R.adj=summary(m)$adj.r                # Adjusted R square
MSE=(summary(m)$sigma)^2              # square error
Cp=(SSE/MSE)-(n0-2*(n0-m$df))         # Mellow's p
AIC=n0*log(SSE)-n0*log(n0)+2*(n0-m$df)          # Akaike information criterion
SBC=n0*log(SSE)-n0*log(n0)+(log(n0))*(n0-m$df)  # Schwarz Bayesian Information criterion
X=model.matrix(m)                     # design matrix of the model
H=X%*%solve(t(X)%*%X)%*%t(X)          # hat matrix
d=e/(1-diag(H))                       
PRESS=t(d)%*%d   # predicted residual error sum of squares (PRESS)- a cross-validation measure
 tbl = as.data.frame(cbind(SSE = SSE, R.sq = R.sq, R.adj = R.adj, Cp = Cp, AIC = AIC, SBC = SBC, PRD = PRESS))
 names(tbl)=c("SSE", "R.sq", "R.adj",   " Cp",   "AIC", "SBC",  "PRESS")
 tbl
}

output.sum = rbind(select(lambdaTrans1), select(lambdaTrans1.btc), select(lambdaTrans.btr))

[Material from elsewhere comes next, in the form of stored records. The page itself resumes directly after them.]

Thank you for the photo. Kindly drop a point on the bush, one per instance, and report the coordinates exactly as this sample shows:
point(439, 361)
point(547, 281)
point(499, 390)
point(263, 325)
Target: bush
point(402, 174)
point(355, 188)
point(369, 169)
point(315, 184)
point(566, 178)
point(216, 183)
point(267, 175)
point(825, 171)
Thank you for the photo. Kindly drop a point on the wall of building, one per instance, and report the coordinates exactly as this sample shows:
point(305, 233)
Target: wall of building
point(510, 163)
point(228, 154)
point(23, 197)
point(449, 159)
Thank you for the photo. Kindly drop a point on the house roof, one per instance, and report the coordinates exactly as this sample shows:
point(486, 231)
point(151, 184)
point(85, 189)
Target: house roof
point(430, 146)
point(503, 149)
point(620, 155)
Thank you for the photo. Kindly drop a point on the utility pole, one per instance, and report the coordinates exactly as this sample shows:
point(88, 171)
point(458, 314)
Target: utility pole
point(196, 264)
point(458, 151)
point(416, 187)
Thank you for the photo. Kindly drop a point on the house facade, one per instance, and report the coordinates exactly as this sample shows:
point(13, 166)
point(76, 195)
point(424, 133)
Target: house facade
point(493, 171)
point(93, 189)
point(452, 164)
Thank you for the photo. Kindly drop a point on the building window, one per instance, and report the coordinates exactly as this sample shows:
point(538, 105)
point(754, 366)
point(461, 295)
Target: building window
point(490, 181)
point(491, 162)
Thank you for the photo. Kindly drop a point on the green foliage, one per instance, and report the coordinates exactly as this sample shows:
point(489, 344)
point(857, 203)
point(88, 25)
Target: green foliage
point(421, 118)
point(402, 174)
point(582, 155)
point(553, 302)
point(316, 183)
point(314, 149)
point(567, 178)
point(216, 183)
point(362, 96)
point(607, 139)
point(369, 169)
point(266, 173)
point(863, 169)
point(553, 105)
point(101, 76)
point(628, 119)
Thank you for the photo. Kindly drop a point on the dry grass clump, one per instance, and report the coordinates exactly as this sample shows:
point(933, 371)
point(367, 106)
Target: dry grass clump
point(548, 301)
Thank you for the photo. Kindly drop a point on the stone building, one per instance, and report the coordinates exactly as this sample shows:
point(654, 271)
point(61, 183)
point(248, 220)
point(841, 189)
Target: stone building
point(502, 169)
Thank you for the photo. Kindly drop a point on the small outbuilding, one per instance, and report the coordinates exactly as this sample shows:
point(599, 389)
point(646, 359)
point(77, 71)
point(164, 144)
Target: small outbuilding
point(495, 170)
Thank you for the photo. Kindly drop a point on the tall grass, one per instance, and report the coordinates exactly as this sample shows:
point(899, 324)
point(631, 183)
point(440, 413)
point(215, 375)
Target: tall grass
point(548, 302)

row.names(output.sum) = c("lambdaTrans1", "lambdaTrans1.btc", "lambdaTrans1.btr")
kable(output.sum, caption = "Goodness-of-fit Measures of Candidate Models")

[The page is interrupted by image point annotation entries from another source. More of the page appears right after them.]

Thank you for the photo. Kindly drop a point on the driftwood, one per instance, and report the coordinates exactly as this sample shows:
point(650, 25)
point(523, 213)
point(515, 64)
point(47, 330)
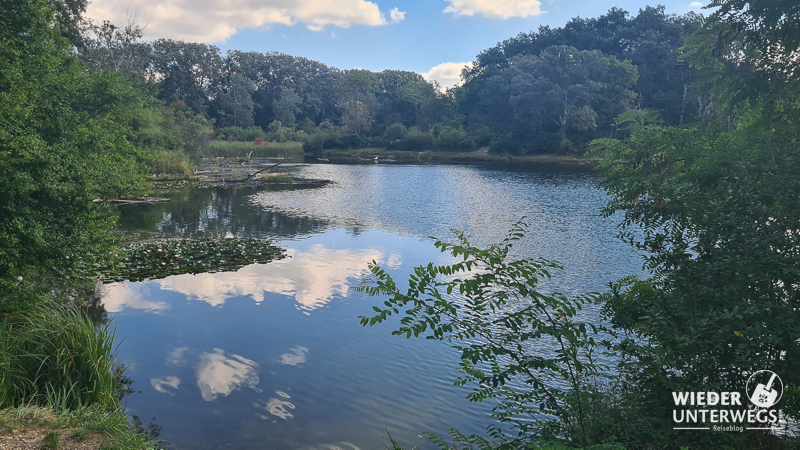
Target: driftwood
point(262, 170)
point(132, 201)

Goodness-of-fit Measures of Candidate Models
SSE R.sq R.adj Cp AIC SBC PRESS
lambdaTrans1 2005.760 0.8419195 0.8416548 7 -2075.844 -2032.543 2013.419
lambdaTrans1.btc 1908.979 0.8439453 0.8436839 7 -2253.385 -2210.084 1916.206
lambdaTrans1.btr 1999.669 0.8430520 0.8427892 7 -2086.763 -2043.461 2007.515

6 Summary and conclusions

This study focused on parametric vs nonparametric ways to build a model. Using a model built with least squares in an earlier analysis, we were able to use the nonparametric method of bootstrapping to build two models and compare them. All 3 models ended up being very similar, and thus I decided to choose the parametric method.